Open source/volunteer projects are great at building resume pre-employment. With additional bonus that you can actually show the potential employer your code and not just talk about it. And if you managed to actually run an OSS project while being a student, instead of merely submitting patches to it, that's even more excellent news.

College name - sure, if it's MIT, maybe. Or a handful of others. Otherwise - meh, in software world nobody really cares. In business or law maybe different, don't know.

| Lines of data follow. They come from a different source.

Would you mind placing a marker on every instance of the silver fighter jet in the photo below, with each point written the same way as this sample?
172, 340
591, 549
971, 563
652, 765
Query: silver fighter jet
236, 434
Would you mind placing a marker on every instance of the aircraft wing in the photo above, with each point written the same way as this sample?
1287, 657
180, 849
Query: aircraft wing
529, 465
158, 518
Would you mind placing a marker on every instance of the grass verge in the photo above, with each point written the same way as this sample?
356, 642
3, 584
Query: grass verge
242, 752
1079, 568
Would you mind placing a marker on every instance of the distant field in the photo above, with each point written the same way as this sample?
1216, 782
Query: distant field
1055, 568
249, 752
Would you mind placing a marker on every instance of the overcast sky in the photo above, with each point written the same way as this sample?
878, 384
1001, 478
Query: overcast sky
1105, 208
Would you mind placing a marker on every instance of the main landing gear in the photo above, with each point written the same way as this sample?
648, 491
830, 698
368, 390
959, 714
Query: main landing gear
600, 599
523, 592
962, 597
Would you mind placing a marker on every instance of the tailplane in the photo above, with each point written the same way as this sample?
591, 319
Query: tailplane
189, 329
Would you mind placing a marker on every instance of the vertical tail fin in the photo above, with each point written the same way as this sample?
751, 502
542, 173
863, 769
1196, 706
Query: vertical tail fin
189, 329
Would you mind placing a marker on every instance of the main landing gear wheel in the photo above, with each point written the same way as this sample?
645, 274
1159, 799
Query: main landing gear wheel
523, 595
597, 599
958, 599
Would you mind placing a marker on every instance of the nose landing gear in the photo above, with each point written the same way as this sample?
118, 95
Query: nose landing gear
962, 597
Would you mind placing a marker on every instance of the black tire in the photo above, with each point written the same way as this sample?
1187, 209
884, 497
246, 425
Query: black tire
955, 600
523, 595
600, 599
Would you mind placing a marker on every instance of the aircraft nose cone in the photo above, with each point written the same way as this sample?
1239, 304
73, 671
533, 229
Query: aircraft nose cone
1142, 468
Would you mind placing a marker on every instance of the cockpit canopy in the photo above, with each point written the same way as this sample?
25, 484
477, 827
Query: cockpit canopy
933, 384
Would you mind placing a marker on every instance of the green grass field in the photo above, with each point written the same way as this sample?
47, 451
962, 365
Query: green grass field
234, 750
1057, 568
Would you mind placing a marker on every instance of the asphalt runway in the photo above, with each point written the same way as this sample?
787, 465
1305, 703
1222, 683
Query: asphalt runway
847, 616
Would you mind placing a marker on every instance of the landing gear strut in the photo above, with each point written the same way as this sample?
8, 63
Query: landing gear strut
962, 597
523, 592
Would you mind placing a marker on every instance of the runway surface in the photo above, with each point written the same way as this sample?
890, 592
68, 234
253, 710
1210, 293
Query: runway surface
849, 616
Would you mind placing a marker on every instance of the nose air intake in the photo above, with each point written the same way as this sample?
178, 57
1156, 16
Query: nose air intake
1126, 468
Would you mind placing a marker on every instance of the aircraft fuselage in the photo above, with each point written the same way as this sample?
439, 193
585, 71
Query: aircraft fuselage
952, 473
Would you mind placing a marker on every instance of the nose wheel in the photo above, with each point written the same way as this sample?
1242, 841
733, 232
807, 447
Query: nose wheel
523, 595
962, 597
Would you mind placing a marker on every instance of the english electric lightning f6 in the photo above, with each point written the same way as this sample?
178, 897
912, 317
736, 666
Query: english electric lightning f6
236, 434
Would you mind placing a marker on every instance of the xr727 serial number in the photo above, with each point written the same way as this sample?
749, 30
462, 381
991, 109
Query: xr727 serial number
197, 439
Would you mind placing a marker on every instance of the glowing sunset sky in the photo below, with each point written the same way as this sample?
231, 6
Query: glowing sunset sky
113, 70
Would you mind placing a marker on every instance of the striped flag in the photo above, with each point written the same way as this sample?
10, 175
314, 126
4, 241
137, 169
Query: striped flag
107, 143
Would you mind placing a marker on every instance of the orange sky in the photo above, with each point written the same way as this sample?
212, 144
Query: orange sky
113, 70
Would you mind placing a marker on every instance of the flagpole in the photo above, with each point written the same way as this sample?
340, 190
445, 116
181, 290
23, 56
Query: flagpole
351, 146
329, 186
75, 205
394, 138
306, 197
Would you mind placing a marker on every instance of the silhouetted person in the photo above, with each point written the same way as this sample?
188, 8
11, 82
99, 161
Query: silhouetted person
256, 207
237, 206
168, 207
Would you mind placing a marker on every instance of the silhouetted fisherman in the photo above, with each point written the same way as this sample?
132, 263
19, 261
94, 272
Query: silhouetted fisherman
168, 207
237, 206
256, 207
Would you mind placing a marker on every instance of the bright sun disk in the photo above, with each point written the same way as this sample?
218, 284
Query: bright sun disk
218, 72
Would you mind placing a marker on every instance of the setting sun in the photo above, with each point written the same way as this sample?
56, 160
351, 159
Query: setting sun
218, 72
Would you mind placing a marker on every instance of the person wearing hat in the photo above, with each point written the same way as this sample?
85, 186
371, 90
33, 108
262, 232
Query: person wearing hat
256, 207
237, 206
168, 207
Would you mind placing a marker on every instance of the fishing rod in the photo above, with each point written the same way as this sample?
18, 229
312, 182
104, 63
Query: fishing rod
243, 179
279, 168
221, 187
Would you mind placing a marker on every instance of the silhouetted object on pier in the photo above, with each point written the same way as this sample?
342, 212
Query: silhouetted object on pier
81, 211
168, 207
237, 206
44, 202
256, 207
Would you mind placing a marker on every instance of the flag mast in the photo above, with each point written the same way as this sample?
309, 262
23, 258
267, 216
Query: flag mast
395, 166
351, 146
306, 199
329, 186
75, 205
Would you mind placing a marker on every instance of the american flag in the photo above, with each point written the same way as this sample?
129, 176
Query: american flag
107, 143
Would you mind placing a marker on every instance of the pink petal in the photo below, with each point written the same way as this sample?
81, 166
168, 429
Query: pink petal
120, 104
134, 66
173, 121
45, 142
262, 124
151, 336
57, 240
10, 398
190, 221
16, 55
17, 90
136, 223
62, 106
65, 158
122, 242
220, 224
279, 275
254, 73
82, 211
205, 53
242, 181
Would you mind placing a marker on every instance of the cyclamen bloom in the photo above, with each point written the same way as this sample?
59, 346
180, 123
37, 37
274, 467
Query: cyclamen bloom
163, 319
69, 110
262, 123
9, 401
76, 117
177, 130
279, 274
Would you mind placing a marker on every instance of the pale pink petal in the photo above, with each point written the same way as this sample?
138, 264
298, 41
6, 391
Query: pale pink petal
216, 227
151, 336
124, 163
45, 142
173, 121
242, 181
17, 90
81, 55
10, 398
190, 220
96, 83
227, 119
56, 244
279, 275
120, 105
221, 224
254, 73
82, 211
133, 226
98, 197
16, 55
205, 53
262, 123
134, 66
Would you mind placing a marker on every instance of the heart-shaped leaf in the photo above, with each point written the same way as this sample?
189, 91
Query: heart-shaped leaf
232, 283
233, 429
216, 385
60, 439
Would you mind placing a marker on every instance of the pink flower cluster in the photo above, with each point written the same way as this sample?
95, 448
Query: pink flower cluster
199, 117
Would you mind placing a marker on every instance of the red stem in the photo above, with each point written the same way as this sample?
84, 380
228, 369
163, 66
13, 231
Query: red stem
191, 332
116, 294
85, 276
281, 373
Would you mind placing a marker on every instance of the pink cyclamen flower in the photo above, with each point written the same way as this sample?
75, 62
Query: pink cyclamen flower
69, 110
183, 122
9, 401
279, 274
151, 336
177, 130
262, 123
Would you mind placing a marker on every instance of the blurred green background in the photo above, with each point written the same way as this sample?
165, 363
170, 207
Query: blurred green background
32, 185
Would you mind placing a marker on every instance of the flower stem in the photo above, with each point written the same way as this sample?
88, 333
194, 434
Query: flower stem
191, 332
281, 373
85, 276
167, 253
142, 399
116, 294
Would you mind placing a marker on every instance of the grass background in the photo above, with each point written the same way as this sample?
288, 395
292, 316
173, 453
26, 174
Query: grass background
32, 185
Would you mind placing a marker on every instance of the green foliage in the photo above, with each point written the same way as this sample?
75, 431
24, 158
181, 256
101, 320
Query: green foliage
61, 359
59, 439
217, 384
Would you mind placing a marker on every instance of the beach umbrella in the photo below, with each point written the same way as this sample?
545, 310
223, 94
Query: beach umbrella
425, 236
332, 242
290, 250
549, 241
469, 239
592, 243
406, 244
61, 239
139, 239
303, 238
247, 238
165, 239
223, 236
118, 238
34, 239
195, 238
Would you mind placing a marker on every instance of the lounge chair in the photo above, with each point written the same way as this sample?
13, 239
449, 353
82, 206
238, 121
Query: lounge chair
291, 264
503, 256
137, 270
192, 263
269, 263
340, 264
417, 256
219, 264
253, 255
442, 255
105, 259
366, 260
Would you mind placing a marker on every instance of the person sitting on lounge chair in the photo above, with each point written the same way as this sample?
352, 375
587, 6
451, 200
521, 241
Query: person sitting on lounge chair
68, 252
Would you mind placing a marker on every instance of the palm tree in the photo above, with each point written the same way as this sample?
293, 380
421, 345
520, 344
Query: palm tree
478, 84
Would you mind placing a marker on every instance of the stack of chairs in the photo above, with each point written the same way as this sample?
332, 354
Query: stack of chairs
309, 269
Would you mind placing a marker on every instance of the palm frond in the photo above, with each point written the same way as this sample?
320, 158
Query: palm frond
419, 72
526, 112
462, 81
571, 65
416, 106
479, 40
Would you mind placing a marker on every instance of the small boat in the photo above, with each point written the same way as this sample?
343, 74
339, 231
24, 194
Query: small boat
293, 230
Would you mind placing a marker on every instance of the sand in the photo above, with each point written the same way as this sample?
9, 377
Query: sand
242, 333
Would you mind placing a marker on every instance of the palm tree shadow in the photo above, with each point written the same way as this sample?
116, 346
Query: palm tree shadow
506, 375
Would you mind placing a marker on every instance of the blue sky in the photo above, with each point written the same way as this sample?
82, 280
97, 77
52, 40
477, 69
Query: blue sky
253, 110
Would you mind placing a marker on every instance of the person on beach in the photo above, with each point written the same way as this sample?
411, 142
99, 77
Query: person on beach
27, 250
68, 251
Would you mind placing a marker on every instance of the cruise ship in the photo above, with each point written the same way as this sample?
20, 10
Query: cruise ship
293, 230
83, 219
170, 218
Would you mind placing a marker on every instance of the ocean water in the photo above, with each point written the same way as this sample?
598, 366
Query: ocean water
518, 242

Open Source and volunteer projects help, if one has time to complete them. If one has to work multiple low-wage jobs to make ends meet, ignoring other burdens, then their options are more limited.
How might one get experience? For example, I want to try programming for a client, but I don't even know where to find such a thing. I've programmed for a while by myself, but I have no connections. And to get experience, many companies want you to have experience, so that becomes a catch-22. This is why I viewed having a degree as having a foot in the door, as it were.
Generally, open source projects or volunteer work. Unfortunately, taking time to do unpaid work can be a burden for those working low-wage jobs, or who otherwise exist near or below the poverty line.
Thanks for the answer.
You could try Upwork. It basically lets you be a contractor, remotely, for programming projects that people have.
That should be a last resort, though.

Any kind of business networking event will help you uncover people with problems, which might translate into customers.

Software engineering absolutely. You need to be self-driven and somewhat ambitious but many (myself included) have done it. EE I'm not sure.
My employer (EE) won't hire you as an engineer without a degree, period. There is no reason not to as the BS seems to be as common as the high school degree.

In my department, not without an MS, though there is one guy working on it part time. You also need to be self driven and ambitious.

There seems to be a glut now of pHD, probably due to the shitty economy over the last several years. Might as well just stay in school.

Employers generally look for prior experience. You don't need a degree. A degree hardly matters, except as a baseline, often taken into consideration for internships.

When interviewing for a job, be prepared to talk about work you have previously completed. Any work is sufficient, whether it was for a previous job, an open source or volunteer project, or any significant projects you've completed for school.

You do not need a degree to be a software engineer.
For EE? No, stick it out, and go to grad school too.